La fin de la Guerre froide et le nouveau monde

Chute du mur de Berlin, recomposition géopolitique mondiale

À propos de cette page
Cette évaluation sur « La fin de la Guerre froide et le nouveau monde » en troisième permet de faire le point sur ses connaissances en histoire, comme lors d'un véritable contrôle. Elle suit le programme officiel de troisième et propose plusieurs exercices notés sur 20, avec un corrigé détaillé. Au programme : Le contexte de la fin de la Guerre froide (1985-1989), La chute du mur de Berlin (9 novembre 1989), La dislocation de l'URSS (1990-1991), La réunification allemande et l'élargissement de l'Europe. Travaille seul, chronomètre-toi, puis compare tes réponses au corrigé pour identifier les points à revoir. Parfait pour mesurer ses progrès et réviser efficacement. Évaluation gratuite conçue par un professeur particulier à Marseille pour aider les élèves de troisième en histoire.
Évaluation finale · Niveau difficile · Durée 60 min · Noté sur 20
60:00

Évaluation complète de fin de chapitre, tout en niveau difficile. Travaille seul et sans aide, puis vérifie tes réponses avec le corrigé détaillé dépliable en bas de page.

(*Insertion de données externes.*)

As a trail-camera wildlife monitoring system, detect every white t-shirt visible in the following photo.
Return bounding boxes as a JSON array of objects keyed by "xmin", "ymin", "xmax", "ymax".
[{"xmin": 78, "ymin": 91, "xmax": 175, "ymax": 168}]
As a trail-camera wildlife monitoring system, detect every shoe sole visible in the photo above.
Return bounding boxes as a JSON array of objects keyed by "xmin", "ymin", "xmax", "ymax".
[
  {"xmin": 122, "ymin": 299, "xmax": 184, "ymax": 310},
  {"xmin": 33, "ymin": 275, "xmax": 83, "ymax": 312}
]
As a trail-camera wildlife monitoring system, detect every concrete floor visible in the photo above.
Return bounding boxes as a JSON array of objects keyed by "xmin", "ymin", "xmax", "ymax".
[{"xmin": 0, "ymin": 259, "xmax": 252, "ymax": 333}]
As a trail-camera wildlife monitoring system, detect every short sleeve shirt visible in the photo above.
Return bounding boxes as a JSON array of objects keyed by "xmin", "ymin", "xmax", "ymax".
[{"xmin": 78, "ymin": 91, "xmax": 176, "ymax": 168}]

Exercice 1 — Maîtrise du vocabulaire

/ 4 pts
  1. Définissez les deux termes suivants en une phrase chacun : glasnost et perestroïka. Précisez qui les a lancés et dans quel contexte. (2 pts)
  2. Expliquez la différence entre un monde bipolaire, unipolaire et multipolaire. Donnez un exemple historique pour chacun. (2 pts)

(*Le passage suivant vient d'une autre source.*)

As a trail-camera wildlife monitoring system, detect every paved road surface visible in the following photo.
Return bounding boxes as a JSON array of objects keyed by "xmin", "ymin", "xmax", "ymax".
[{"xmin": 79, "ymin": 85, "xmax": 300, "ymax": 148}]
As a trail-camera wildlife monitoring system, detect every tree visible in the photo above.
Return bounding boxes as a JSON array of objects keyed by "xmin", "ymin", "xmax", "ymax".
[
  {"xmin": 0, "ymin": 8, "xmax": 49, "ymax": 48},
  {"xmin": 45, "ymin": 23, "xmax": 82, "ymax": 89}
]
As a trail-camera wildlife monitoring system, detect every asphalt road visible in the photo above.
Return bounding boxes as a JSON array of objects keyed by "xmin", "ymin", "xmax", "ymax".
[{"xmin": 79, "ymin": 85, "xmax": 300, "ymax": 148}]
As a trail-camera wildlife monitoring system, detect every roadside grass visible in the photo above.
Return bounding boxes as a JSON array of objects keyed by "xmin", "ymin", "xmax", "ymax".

Exercice 2 — Frise chronologique

/ 4 pts
  1. Placez les événements suivants dans l'ordre chronologique en les numérotant de 1 à 6, et indiquez leur date précise :
    • Attentats du 11 septembre aux États-Unis
    • Chute du mur de Berlin
    • Dissolution officielle de l'URSS
    • Génocide des Tutsis au Rwanda
    • Réunification allemande
    • Guerre du Golfe — libération du Koweït
    (3 pts : 0,5 pt par événement)
  2. Parmi ces six événements, lequel marque officiellement la fin de la Guerre froide ? Justifiez votre réponse en une phrase. (1 pt)

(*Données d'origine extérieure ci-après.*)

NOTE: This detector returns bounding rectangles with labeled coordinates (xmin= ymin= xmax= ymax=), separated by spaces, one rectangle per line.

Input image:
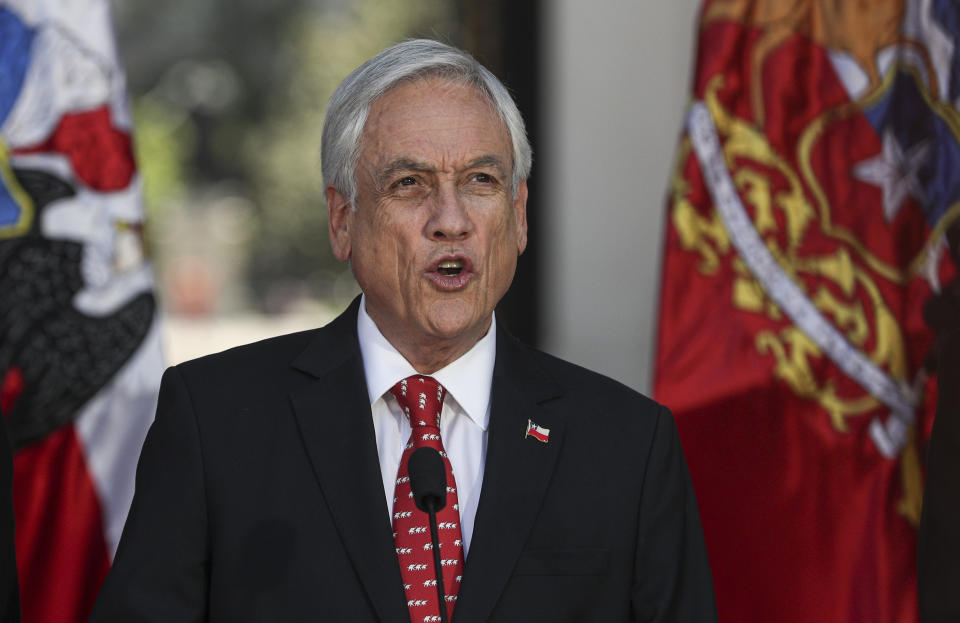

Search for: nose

Exercice 3 — Question de compréhension

/ 5 pts
  1. Lisez l'affirmation suivante et répondez : « Avec la fin de la Guerre froide en 1991, le monde est entré dans une ère de paix et de stabilité. »
    Cette affirmation est-elle fondée ? Répondez par un paragraphe argumenté en citant au moins trois exemples de conflits ou de crises qui contredisent cette vision. (5 pts)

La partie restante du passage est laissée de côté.